Chelsea zwolniła menedżera Grahama Pottera w niedzielę, a Todd Boehly musi wypłacić mu rekordowe odszkodowanie.

Umowa została tak skonstruowana, że 47-latek dostanie aż 50 mln funtów odprawy. „To rekord w światowej piłce nożnej” – pisze The Mirror. Nikt nigdy wcześniej nie zapłacił tak dużego odszkodowania za zwolnienie trenera. The Athletic z kolei informuje, że Potter zaakceptował nieco mniejsze odszkodowanie bez określenia, o ile mniejsze.

Tak czy inaczej, ponad 265 mln PLN to wciąż bardzo duża kwota za nic nie robienie. Wcześniej w niedzielę zwolniono innego menedżera, a mianowicie menedżera Leicester, Brendana Rodgers.

Do tej pory w tym sezonie zwolniono łącznie 13 menedżerów Premier League!

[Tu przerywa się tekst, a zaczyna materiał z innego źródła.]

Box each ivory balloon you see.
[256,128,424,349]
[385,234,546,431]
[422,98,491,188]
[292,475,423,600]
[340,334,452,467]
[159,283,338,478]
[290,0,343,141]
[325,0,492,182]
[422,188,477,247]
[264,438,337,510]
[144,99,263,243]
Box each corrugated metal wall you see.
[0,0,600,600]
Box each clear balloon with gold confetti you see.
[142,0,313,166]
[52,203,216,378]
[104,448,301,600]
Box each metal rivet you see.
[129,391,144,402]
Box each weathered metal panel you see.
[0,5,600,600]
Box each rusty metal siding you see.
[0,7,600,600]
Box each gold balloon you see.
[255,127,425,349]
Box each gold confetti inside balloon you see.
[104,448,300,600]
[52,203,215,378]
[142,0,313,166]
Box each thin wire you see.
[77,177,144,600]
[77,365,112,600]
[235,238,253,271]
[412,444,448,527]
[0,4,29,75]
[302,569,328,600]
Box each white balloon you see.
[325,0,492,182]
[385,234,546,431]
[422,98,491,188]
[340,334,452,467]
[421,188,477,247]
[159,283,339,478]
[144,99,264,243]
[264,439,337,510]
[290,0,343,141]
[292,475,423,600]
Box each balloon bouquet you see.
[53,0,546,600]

Czytaj: Czy to powrót najlepszej wersji Benzemy?

Jeśli chodzi o „The Blues”, faworytem do przejęcia władzy jest niedawno zwolniony menedżer Bayernu Monachium, Julian Nagelsmann.

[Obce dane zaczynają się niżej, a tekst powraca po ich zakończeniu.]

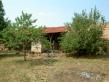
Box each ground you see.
[0,53,109,82]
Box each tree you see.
[2,12,43,60]
[61,8,107,55]
[0,0,6,31]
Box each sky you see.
[2,0,109,26]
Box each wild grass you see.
[0,53,109,82]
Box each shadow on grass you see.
[15,59,58,66]
[0,51,22,59]
[66,54,109,60]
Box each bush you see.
[61,8,108,55]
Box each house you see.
[31,26,67,53]
[43,26,67,50]
[31,24,109,52]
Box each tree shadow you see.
[0,51,22,59]
[66,53,109,60]
[15,58,58,66]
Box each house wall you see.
[31,42,42,53]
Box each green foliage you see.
[61,8,107,55]
[2,12,43,50]
[0,0,6,31]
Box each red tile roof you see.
[44,26,67,33]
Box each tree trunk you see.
[23,44,27,61]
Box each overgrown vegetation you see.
[0,0,7,31]
[60,8,108,55]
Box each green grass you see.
[0,56,109,82]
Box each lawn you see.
[0,53,109,82]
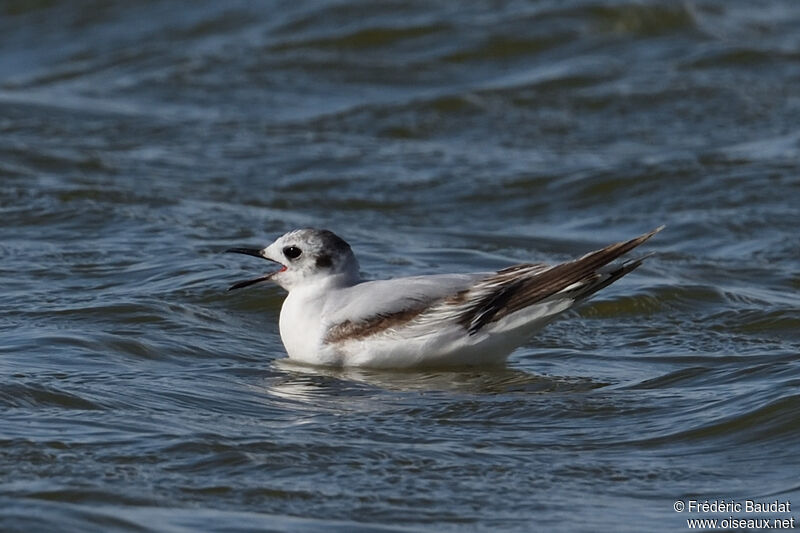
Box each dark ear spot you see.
[317,254,333,268]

„Lisy” są zainteresowane tym, jakie są plany Grahama Pottera tu i teraz, czy może pomyśleć o natychmiastowym wskoczeniu na nową misję, czy nie. Według Daily Mail, Potter jest prawdopodobnie jednym z kandydatów na „krótkiej liście” Leicester.

Dotknięty kryzysem Leicester znajduje się obecnie w strefie spadkowej w Premier League. Adam Sadler i Mike Stowell, którzy byli częścią sztabu Rodgersa, tymczasowo poprowadzą drużynę do czasu powołania nowego menedżera.